The FER rs4957796 TT genotype is associated with unfavorable 90-day survival in Caucasian patients with severe ARDS due to pneumonia

Abstract

A recent genome-wide association study showed that a genetic variant within the FER gene is associated with survival in patients with sepsis due to pneumonia. Because severe pneumonia is the main cause of acute respiratory distress syndrome (ARDS), we aimed to investigate the effect of the FER polymorphism rs4957796 on the 90-day survival in patients with ARDS due to pneumonia. An assessment of a prospectively collected cohort of 441 patients with ARDS admitted to three intensive care units at the University Medical Centre identified 274 patients with ARDS due to pneumonia. The 90-day mortality risk was recorded as the primary outcome parameter. Sepsis-related organ failure assessment (SOFA) scores and organ support-free days were used as the secondary variables. FER rs4957796 TT-homozygous patients were compared with C-allele carriers.
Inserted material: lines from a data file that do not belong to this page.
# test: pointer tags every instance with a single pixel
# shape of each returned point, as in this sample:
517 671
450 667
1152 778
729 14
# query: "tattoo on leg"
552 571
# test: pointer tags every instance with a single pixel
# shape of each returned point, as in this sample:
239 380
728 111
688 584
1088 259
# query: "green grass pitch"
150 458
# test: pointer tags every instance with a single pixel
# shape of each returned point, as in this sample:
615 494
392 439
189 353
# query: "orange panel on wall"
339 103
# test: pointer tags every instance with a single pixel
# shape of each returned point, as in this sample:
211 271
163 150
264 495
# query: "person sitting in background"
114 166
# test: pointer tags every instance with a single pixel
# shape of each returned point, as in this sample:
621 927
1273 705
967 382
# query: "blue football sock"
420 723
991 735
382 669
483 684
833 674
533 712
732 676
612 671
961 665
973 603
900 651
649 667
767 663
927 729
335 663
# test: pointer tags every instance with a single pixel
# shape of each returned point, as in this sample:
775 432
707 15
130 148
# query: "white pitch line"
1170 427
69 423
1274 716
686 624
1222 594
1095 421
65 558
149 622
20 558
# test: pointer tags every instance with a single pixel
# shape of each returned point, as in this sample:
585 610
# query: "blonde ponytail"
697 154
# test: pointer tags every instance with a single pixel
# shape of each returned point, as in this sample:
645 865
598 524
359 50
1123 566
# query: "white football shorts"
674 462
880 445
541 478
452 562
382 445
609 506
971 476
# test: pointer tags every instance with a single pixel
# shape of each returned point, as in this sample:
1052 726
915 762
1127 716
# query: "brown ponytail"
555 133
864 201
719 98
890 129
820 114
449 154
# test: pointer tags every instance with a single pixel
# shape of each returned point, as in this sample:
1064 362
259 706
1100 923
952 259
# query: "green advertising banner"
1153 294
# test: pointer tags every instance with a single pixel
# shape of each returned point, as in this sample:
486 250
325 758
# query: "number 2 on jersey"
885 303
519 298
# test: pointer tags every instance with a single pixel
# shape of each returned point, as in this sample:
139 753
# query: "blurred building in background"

The survival analysis revealed a higher 90-day mortality risk among T homozygotes than among C-allele carriers (p = 0.0144) exclusively in patients with severe ARDS due to pneumonia. The FER rs4957796 TT genotype remained a significant covariate for the 90-day mortality risk in the multivariate analysis (hazard ratio, 4.62; 95% CI, 1.58-13.50; p = 0.0050). In conclusion, FER rs4957796 might act as a prognostic variable for survival in patients with severe ARDS due to pneumonia.

Figure 1

Kaplan-Meier survival analysis. Kaplan-Meier survival analysis of 90-day survival according to FER rs4957796 for the three acute respiratory distress syndrome (ARDS) groups. FER polymorphism rs4957796 is associated with higher 90-day mortality exclusively in patients with severe ARDS due to pneumonia (p = 0.0144, log-rank test).